'Legacy' isn't a good thing for IoT and mobile payments
The growth of mobile and now IoT payments means banks need a back-end infrastructure that can flex to accommodate new and diversifying payment-enabled form factors, including mobile devices, wearables, smart fridges and soon, connected cars.
This is creating pain points. If open banking and account personalization services aren’t made available on smartphones, then consumers won’t use them, and banks won’t be able to leverage them to differentiate themselves and create revenue.
If tokenization isn’t used to secure transactions initiated from mobile devices, then an increasing amount of payment and account data will not be adequately protected. And, if payment-enabled connected devices like smart fridges aren’t supported in the back end, an issuer offering may become obsolete once IoT payments become mainstream.
Virtual cards and the existing card infrastructure enable these services. However, legacy systems are holding issuers back from responding fast enough to changing market conditions. According to Ovum, nearly two-thirds of banks believe their payments infrastructure will need a significant upgrade in the next three years as the back-office domain becomes a key part of their digital strategy.

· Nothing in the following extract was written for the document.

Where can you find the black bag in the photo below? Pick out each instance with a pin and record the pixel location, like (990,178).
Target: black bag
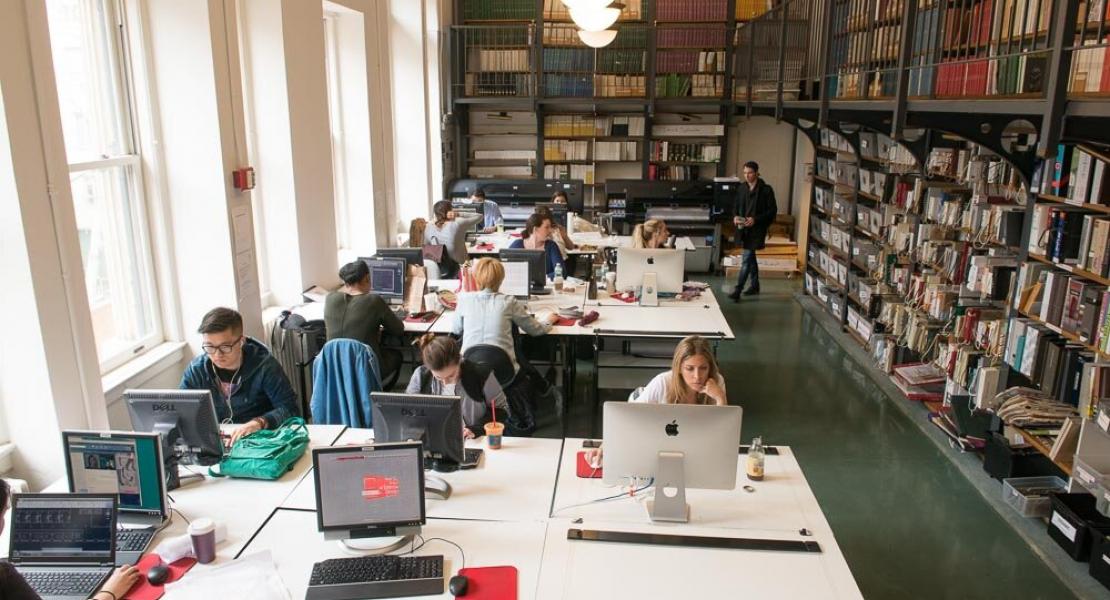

This is a massive undertaking, and issuers are understandably wrestling with how best to approach it. To streamline the process and ensure that they reach the best solution for their bank, these are the key questions to ask when developing a card, mobile and IoT payments infrastructure strategy.
Is outsourcing right for my bank, or should we keep our infrastructure development in-house? Can your existing consumer management system support the growing and evolving mobile and IoT payments ecosystem? Do you have a large enough team of developers experienced in this area to build your own infrastructure and implement it with minimal disruption to end users? Will the significant capital expenditure be recouped quickly? Are you confident in your technical ability and capacity to quickly create an infrastructure that enables scalable, value-added financial services that can be accessed on any connected device?
If a bank can answer "yes" to all of the above, then there’s no reason that it couldn’t develop and manage its infrastructure internally. If the answer to any of the above is "no," however, outsourcing may be the best approach.
We’re going to outsource our infrastructure upgrade. Should we go with a software-only or full-service provider? Do you need to launch new products quickly to ensure faster creation of new revenue streams? Would you benefit from bespoke technical support in the development of new and innovative services? Would you benefit from informed regional support and a collaborative development process that takes your bank’s individual needs into account? Do you want to be able to guarantee your end users a stable infrastructure with high availability? Are you moving towards a lean fixed-cost setup, so building and maintaining a team to manage a provider and realize the upgrade isn’t high on your list of priorities?
If the answer to any of the above is "yes," then a software-only provider may not have the capabilities required to successfully implement and manage card, mobile and IoT payments infrastructure on an issuer’s behalf.
We have identified a full-service CMS provider. What questions should we ask them to ensure they’re the right choice? Do they have migration experience? Is the solution flexible enough to adapt to future consumer demands and new financial products? How smooth is the onboarding process — how much disruption to our end users will there be? Can we migrate product by product instead of all at once, to mitigate possible risks? Can the solution be expanded to cover value-added services beyond consumer management services?